I need to login to a site at one url (ex: 'www.targetsite.com/login') and then navigate to another site to scrape data (ex: 'www.targetsite.com/data'). This is because the site auto directs you to the home page after you login, no matter which url you used to access the site to begin with.
I'm using the mechanize python library (old I know, but it has some functions I'll need later on & is a good learning experience).

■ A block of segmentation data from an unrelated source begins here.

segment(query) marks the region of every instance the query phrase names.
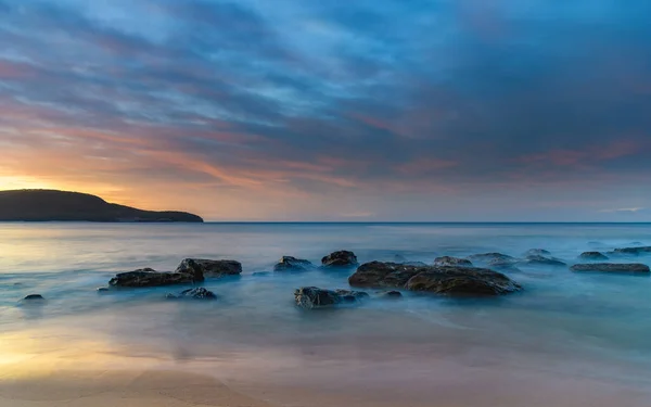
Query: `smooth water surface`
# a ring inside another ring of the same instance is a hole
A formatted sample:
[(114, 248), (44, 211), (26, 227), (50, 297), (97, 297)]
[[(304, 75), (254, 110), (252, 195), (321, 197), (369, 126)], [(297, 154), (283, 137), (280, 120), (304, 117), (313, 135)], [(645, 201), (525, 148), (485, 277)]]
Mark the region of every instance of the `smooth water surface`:
[[(69, 352), (62, 343), (76, 349), (101, 343), (108, 356), (199, 361), (216, 374), (225, 372), (210, 367), (228, 360), (278, 383), (340, 389), (355, 376), (360, 386), (399, 382), (424, 395), (423, 378), (442, 369), (449, 378), (454, 365), (463, 378), (495, 370), (633, 386), (627, 393), (637, 392), (635, 403), (644, 405), (651, 400), (643, 373), (651, 371), (648, 276), (521, 267), (509, 276), (524, 291), (505, 297), (406, 293), (305, 311), (293, 305), (295, 288), (347, 288), (353, 270), (272, 271), (282, 255), (318, 264), (342, 249), (361, 263), (396, 255), (432, 263), (438, 255), (520, 256), (541, 247), (572, 264), (584, 251), (640, 244), (651, 244), (651, 225), (0, 224), (0, 331), (14, 353), (28, 336), (31, 357)], [(95, 291), (117, 271), (173, 270), (183, 257), (238, 259), (244, 272), (207, 280), (215, 302), (165, 300), (180, 288)], [(651, 257), (616, 262), (651, 264)], [(47, 302), (20, 302), (31, 293)]]

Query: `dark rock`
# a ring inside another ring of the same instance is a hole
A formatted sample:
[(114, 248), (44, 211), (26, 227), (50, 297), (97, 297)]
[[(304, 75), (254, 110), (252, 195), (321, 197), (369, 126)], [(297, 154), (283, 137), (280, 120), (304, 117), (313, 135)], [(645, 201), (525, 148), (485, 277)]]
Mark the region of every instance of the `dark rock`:
[(342, 303), (355, 303), (368, 296), (369, 294), (361, 291), (332, 291), (316, 287), (303, 287), (294, 292), (296, 305), (307, 309), (333, 306)]
[(176, 272), (189, 272), (204, 277), (239, 276), (242, 274), (242, 264), (235, 260), (186, 258), (177, 267)]
[(497, 268), (498, 270), (508, 270), (508, 271), (520, 271), (515, 265), (518, 264), (518, 259), (515, 258), (494, 258), (486, 263), (486, 266), (489, 268)]
[(378, 297), (386, 298), (386, 300), (396, 300), (396, 298), (401, 298), (403, 293), (399, 291), (385, 291), (383, 293), (378, 294)]
[(357, 271), (348, 278), (348, 283), (353, 287), (401, 289), (405, 288), (410, 278), (430, 268), (431, 266), (370, 262), (359, 266)]
[(191, 284), (203, 281), (203, 275), (192, 272), (163, 272), (151, 268), (142, 268), (135, 271), (120, 272), (108, 281), (113, 287), (161, 287), (174, 284)]
[(434, 259), (434, 266), (458, 266), (458, 267), (472, 267), (472, 262), (465, 258), (443, 256)]
[(566, 263), (561, 262), (558, 258), (545, 257), (545, 256), (539, 256), (539, 255), (528, 255), (524, 258), (524, 262), (522, 262), (522, 263), (529, 265), (529, 266), (553, 266), (553, 267), (567, 266)]
[(23, 298), (23, 301), (43, 301), (43, 296), (41, 294), (29, 294)]
[(407, 263), (407, 257), (403, 256), (401, 254), (396, 254), (394, 256), (394, 263)]
[(167, 294), (168, 300), (216, 300), (217, 295), (214, 292), (199, 287), (181, 291), (179, 294)]
[(639, 256), (642, 254), (651, 254), (651, 246), (615, 249), (613, 253)]
[(344, 303), (355, 303), (369, 296), (369, 294), (363, 291), (334, 290), (334, 292), (340, 296), (340, 298), (342, 298), (342, 302)]
[(448, 295), (500, 295), (521, 290), (507, 276), (483, 268), (462, 266), (407, 266), (371, 262), (350, 276), (353, 287), (392, 287)]
[(405, 266), (417, 266), (417, 267), (427, 267), (429, 265), (426, 263), (423, 262), (406, 262), (406, 263), (401, 263)]
[(586, 263), (574, 265), (570, 269), (572, 271), (650, 272), (649, 266), (639, 263)]
[(282, 256), (280, 262), (273, 266), (273, 271), (305, 271), (314, 268), (309, 260), (292, 256)]
[(502, 295), (522, 290), (520, 284), (501, 272), (451, 266), (434, 267), (412, 277), (407, 289), (460, 296)]
[(488, 264), (488, 263), (506, 263), (506, 262), (511, 262), (511, 264), (514, 264), (516, 262), (516, 259), (514, 257), (509, 256), (508, 254), (502, 254), (502, 253), (481, 253), (481, 254), (473, 254), (468, 256), (468, 259), (474, 263), (483, 263), (483, 264)]
[(343, 250), (321, 258), (321, 264), (323, 267), (352, 267), (359, 263), (355, 253)]
[(608, 256), (600, 252), (584, 252), (578, 257), (586, 260), (608, 260)]

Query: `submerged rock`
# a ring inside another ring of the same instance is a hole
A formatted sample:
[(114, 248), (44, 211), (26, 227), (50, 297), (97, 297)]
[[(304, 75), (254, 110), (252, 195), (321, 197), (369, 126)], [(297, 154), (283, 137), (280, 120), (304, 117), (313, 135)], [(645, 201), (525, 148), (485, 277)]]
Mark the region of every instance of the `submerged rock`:
[(214, 292), (199, 287), (181, 291), (179, 294), (167, 294), (168, 300), (216, 300), (217, 295)]
[(362, 291), (323, 290), (317, 287), (302, 287), (294, 291), (296, 305), (306, 309), (321, 308), (342, 303), (355, 303), (369, 294)]
[(394, 263), (407, 263), (408, 259), (407, 257), (403, 256), (401, 254), (396, 254), (394, 256)]
[(577, 264), (570, 268), (572, 271), (602, 271), (602, 272), (650, 272), (649, 266), (639, 263), (586, 263)]
[(578, 257), (586, 260), (608, 260), (608, 256), (601, 252), (584, 252)]
[(321, 258), (321, 264), (323, 267), (352, 267), (359, 263), (355, 253), (343, 250)]
[(641, 254), (651, 254), (651, 246), (615, 249), (613, 253), (639, 256)]
[(529, 249), (524, 253), (525, 256), (551, 256), (551, 252), (545, 249)]
[(41, 294), (29, 294), (23, 298), (23, 301), (44, 301), (46, 298)]
[(529, 265), (529, 266), (553, 266), (553, 267), (567, 266), (566, 263), (564, 263), (558, 258), (545, 257), (545, 256), (539, 256), (539, 255), (528, 255), (524, 258), (524, 262), (522, 262), (522, 263)]
[(483, 264), (488, 264), (488, 263), (506, 263), (506, 262), (510, 262), (511, 264), (514, 264), (515, 262), (518, 262), (514, 257), (509, 256), (508, 254), (502, 254), (502, 253), (480, 253), (480, 254), (473, 254), (468, 256), (468, 259), (471, 262), (475, 262), (475, 263), (483, 263)]
[(404, 289), (410, 278), (431, 267), (370, 262), (359, 266), (357, 271), (348, 278), (348, 283), (353, 287)]
[(399, 291), (385, 291), (383, 293), (378, 294), (378, 297), (386, 298), (386, 300), (396, 300), (396, 298), (401, 298), (403, 293)]
[(190, 284), (203, 281), (203, 275), (196, 270), (192, 272), (164, 272), (152, 268), (141, 268), (135, 271), (120, 272), (108, 281), (113, 287), (161, 287), (174, 284)]
[(273, 271), (305, 271), (314, 268), (311, 262), (292, 256), (282, 256), (280, 262), (273, 266)]
[(361, 265), (348, 282), (353, 287), (393, 287), (448, 295), (500, 295), (522, 289), (507, 276), (484, 268), (382, 262)]
[(520, 271), (520, 269), (515, 267), (518, 263), (516, 258), (494, 258), (486, 263), (486, 266), (505, 271)]
[(502, 295), (520, 291), (520, 284), (486, 268), (436, 267), (421, 272), (407, 282), (411, 291), (427, 291), (447, 295)]
[(459, 266), (459, 267), (472, 267), (472, 262), (465, 258), (443, 256), (434, 259), (434, 266)]
[(177, 267), (176, 272), (195, 274), (204, 277), (238, 276), (242, 274), (242, 264), (235, 260), (186, 258)]

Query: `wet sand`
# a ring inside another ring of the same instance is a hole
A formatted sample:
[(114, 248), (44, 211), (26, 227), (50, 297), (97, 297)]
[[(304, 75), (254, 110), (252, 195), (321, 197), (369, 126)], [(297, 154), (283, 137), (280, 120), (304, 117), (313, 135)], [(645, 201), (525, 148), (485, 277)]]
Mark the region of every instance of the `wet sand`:
[[(24, 372), (25, 373), (25, 372)], [(179, 371), (52, 371), (0, 380), (2, 407), (268, 407), (207, 377)]]

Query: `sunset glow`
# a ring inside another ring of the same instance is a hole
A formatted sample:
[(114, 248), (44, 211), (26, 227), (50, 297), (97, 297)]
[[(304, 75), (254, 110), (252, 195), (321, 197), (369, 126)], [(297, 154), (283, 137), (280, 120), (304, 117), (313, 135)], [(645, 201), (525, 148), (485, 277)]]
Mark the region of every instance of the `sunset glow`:
[(0, 13), (0, 189), (209, 220), (651, 220), (649, 2)]

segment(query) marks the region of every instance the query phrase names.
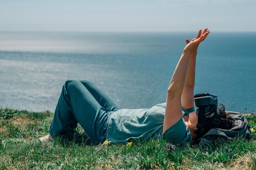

The problem I'm facing is that the cookiejar doesn't seem to be working the way I thought it would
import mechanize
import Cookie
import cookielib
cj = cookielib.LWPCookieJar()
br = mechanize.Browser()
br.set_cookiejar(cj)
###browser emulation
br.set_handle_robots(False)
br.addheaders = [('User-agent', 'Mozilla/5.0 (X11; U; Linux i686; en-US; rv:1.9.0.1) Gecko/2008071615 Fedora/3.0.1-1.fc9 Firefox/3.0.1')]
###login
login_url = "https://targetsite.org/login"
br.open(login_url)
br.select_form(action="https://targetsite.org/wp-login.php?wpe-login=true")
br.form['log'] = 'login'
br.form['pwd'] = 'password
br.submit()
target_url = "https://targetsite.com/data"
br.open(target_url)
soup = BeautifulSoup(br.response().read())
body_tag = soup.body
all_paragraphs = soup.find_all('p')
print(body_tag.text)
Wierdly, the site doesn't seem to be registering my logged in state and is redirecting my mechanise br back to the login screen. Any idea of what's going on?